En France, environ 2 000 nouveaux cas de cancers pédiatriques sont diagnostiqués chaque année. Dans la région PACA, cela représente environ 150 nouveaux patients par an. L’organisation interrégionale de cancérologie pédiatrique, mise en place par l’institut national du cancer, coordonne l’activité de cancérologie pédiatrique pour l’inter-région PACA-Corse-Languedoc-Roussillon.

Une étude menée en Loire-Atlantique, disponible de mars 2005 à mars 2019, a cartographié les cas de cancers pédiatriques dans ce département. Le Collectif Stop aux Cancers de nos Enfants a demandé la transparence totale des données brutes. L’agence sanitaire de référence, Santé Publique France (SPF), a retenu un nombre limité d’enfants pour l’étude épidémiologique, ce qui a suscité des interrogations quant à la méthodologie employée et aux critères de sélection des communes étudiées. Le collectif a souligné que SPF ne comptabilise pas l’ensemble des enfants et élargit le périmètre à des communes sans cancer pédiatrique.
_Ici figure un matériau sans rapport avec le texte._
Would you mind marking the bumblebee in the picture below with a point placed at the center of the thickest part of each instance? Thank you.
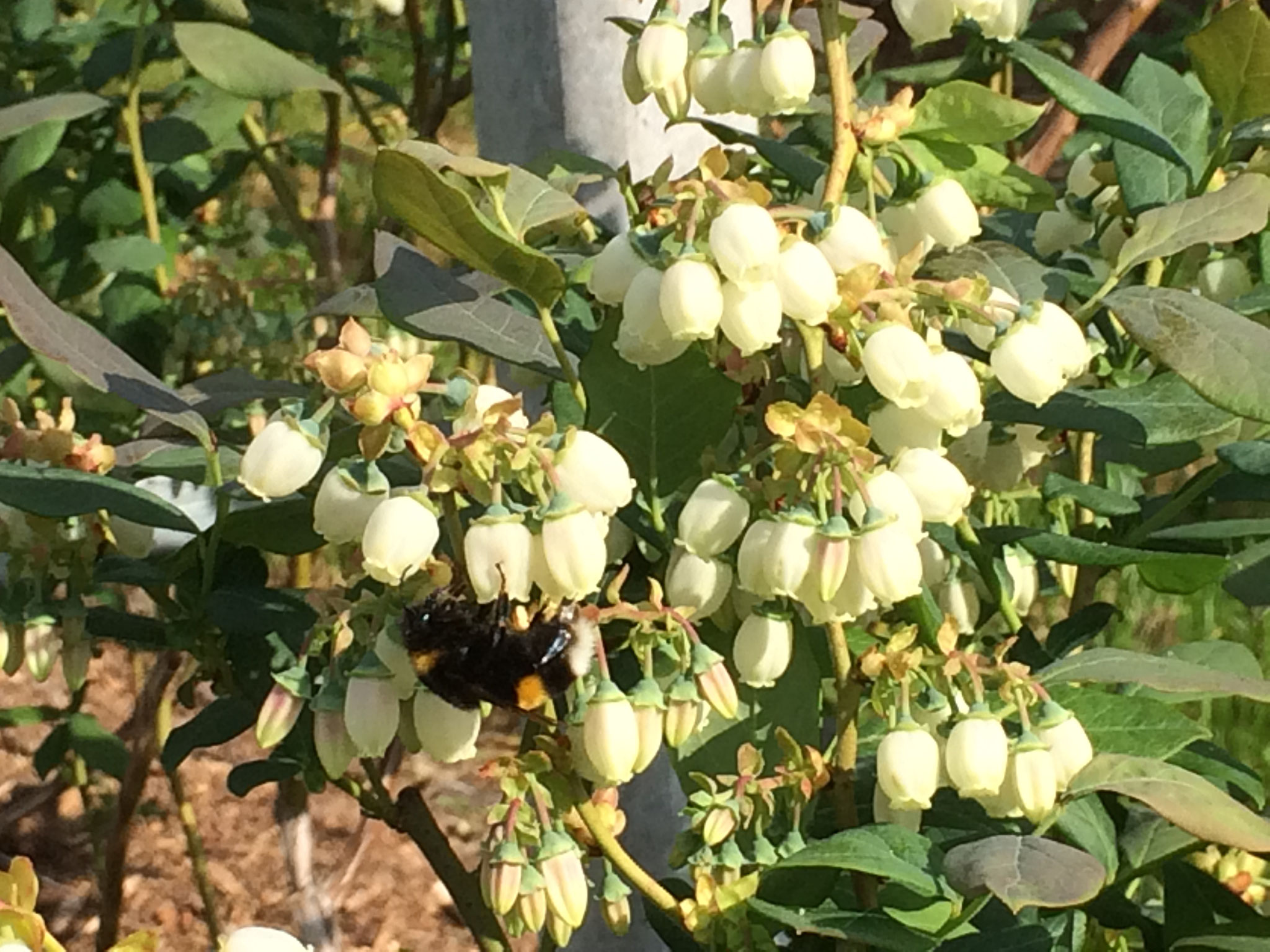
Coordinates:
(468, 653)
Le Défi des Données et des Registres

Un manque de données précises est un obstacle majeur à l’évaluation de la situation des cancers pédiatriques en France. Le registre des cancers n’existe que dans 20% des départements français, et le registre national des cancers pédiatriques n’est plus à jour depuis 2014. Cette lacune entrave une évaluation précise de la situation des cancers adultes et encore moins des cancers pédiatriques en France.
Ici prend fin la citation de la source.